In this post I’ll share a simple Scala Spark app I used to join CSV tables in HDFS into a nested data structure and save to Elasticsearch. I used the elastic-hadoop library saveToEs method which makes this integration trivial. I wrote this code in OSX and prototyped in Apache Zeppelin . In a subsequent post I’ll share a Docker version.
My environment:
$ java -version
java version "1.8.0_121"
$ brew list --versions | egrep -i "(hadoop|spark|scala|elasticsearch|hive)"
apache-spark 2.1.1
elasticsearch@2.4 2.4.5
hadoop 2.8.0
hive 2.1.1
scala@2.10 2.10.6_1
# environment variables in my ~/.profile
~/.profile
export JAVA_HOME = " $( /usr/libexec/java_home) "
export HADOOP_HOME = /usr/local/Cellar/hadoop/2.8.0/libexec
export HADOOP_CONF_DIR = $HADOOP_HOME /etc/hadoop
export HIVE_HOME = /usr/local/Cellar/hive/2.1.1
export SPARK_HOME = /usr/local/Cellar/apache-spark/2.1.1/libexec
export PATH = " $PATH :/usr/local/opt/scala@2.10/bin"
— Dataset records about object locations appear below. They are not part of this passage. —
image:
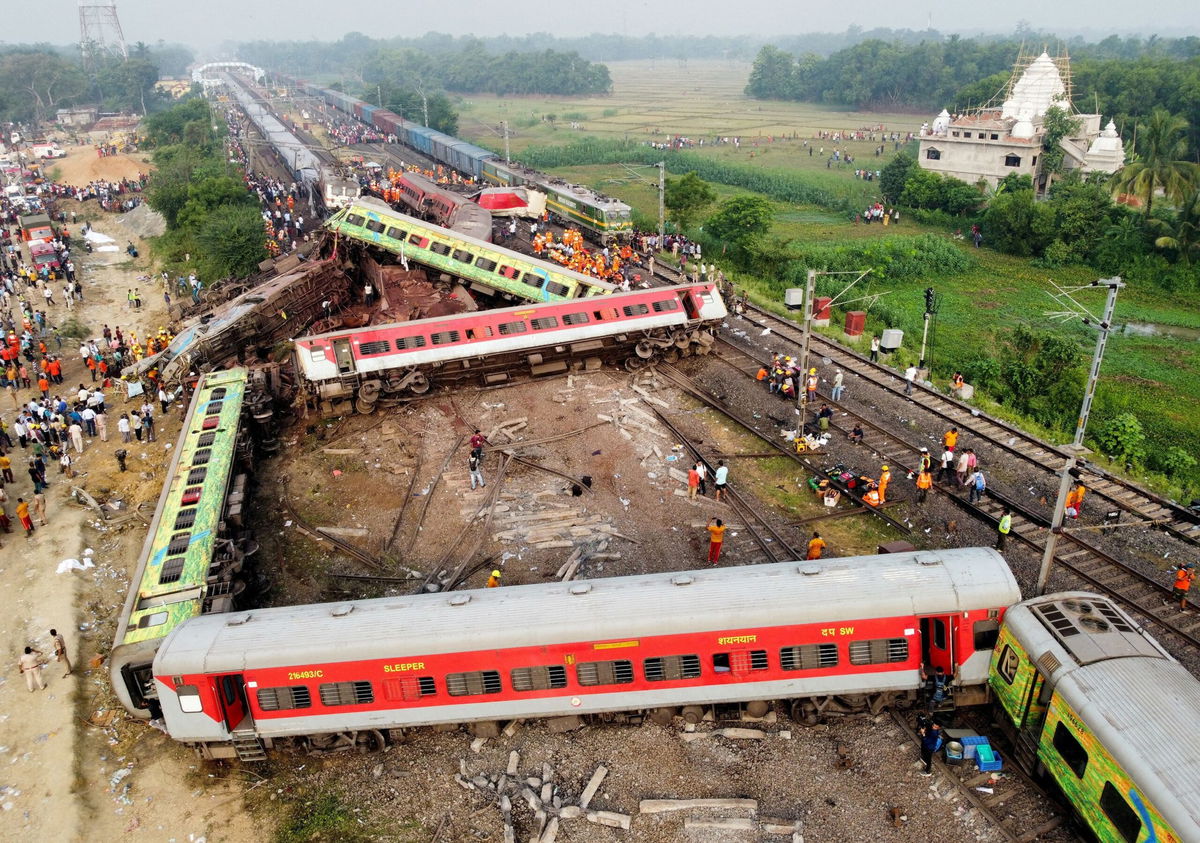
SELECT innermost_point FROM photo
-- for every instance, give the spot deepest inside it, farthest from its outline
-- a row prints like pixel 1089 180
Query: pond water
pixel 1156 329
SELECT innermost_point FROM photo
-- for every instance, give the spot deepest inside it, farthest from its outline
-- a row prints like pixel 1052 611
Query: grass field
pixel 1156 376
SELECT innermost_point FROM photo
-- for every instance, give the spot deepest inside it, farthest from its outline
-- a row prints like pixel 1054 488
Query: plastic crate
pixel 971 743
pixel 988 759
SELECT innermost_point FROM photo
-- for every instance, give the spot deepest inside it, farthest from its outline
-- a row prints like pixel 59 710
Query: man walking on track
pixel 816 545
pixel 715 537
pixel 1003 528
pixel 1183 577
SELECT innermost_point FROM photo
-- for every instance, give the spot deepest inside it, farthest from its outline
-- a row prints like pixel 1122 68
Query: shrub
pixel 1122 437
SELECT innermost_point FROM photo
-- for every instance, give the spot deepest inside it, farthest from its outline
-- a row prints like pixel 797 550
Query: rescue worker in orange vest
pixel 871 497
pixel 924 483
pixel 885 479
pixel 816 544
Modifications I made to my Hadoop configuration:
core-site.xml
<?xml version="1.0" encoding="UTF-8"?>
<?xml-stylesheet type="text/xsl" href="configuration.xsl"?>
<configuration>
<property>
<name> fs.defaultFS</name>
<value> hdfs://localhost:9000</value>
</property>
</configuration>
hdfs-site.xml
<?xml version="1.0" encoding="UTF-8"?>
<?xml-stylesheet type="text/xsl" href="configuration.xsl"?>
<configuration>
<property>
<name> dfs.replication</name>
<value> 1</value>
</property>
</configuration>
mapred-site.xml
<?xml version="1.0"?>
<?xml-stylesheet type="text/xsl" href="configuration.xsl"?>
<configuration>
<property>
<name> mapreduce.framework.name</name>
<value> yarn</value>
</property>
</configuration>
yarn-site.xml
<?xml version="1.0"?>
<configuration>
<property>
<name> yarn.nodemanager.aux-services</name>
<value> mapreduce_shuffle</value>
</property>
</configuration>
Start services:
$ brew services start elasticsearch@2.4
$ $HADOOP_HOME /sbin/start-dfs.sh
$ $HADOOP_HOME /sbin/start-yarn.sh
$ jps | grep -v Jps
19681 NodeManager
19331 DataNode
19238 NameNode
19446 SecondaryNameNode
19581 ResourceManager
23549 Elasticsearch
I previously generated some sample CSV data using the faker gem with the following structure. I put these 2 files in HDFS:
$ head users.csv
user_id,first_name,last_name
1,Lukas,Bartoletti
2,Anjali,Leuschke
3,Lois,Hayes
4,Ervin,Zieme
5,Sabina,Hegmann
6,Tavares,Fahey
7,Violet,Zieme
8,Saul,Keebler
9,Haskell,Schaefer
$ head things.csv
thing_id,user_id,thing
1,1,Durable Plastic Shirt
2,1,Heavy Duty Concrete Shirt
3,1,Awesome Marble Lamp
4,1,Sleek Granite Pants
5,1,Synergistic Granite Bottle
6,1,Small Iron Hat
7,1,Awesome Iron Bench
8,1,Incredible Linen Coat
9,1,Awesome Bronze Chair
$ $HADOOP_HOME /bin/hdfs dfs -mkdir -p /user/eric
$ $HADOOP_HOME /bin/hdfs dfs -put users.csv /user/eric/
$ $HADOOP_HOME /bin/hdfs dfs -put things.csv /user/eric/
$ $HADOOP_HOME /bin/hdfs dfs -ls
-rw-r--r-- 1 eric supergroup 372405902 2017-06-29 17:00 things.csv
-rw-r--r-- 1 eric supergroup 21410090 2017-06-29 17:00 users.csv
At this point I was ready to prototype the code in Apache Zeppelin. In Zeppelin I manually loaded the elasticsearch-hadoop dependency via:
%dep
z.load( "org.elasticsearch:elasticsearch-hadoop:6.0.0-alpha2" )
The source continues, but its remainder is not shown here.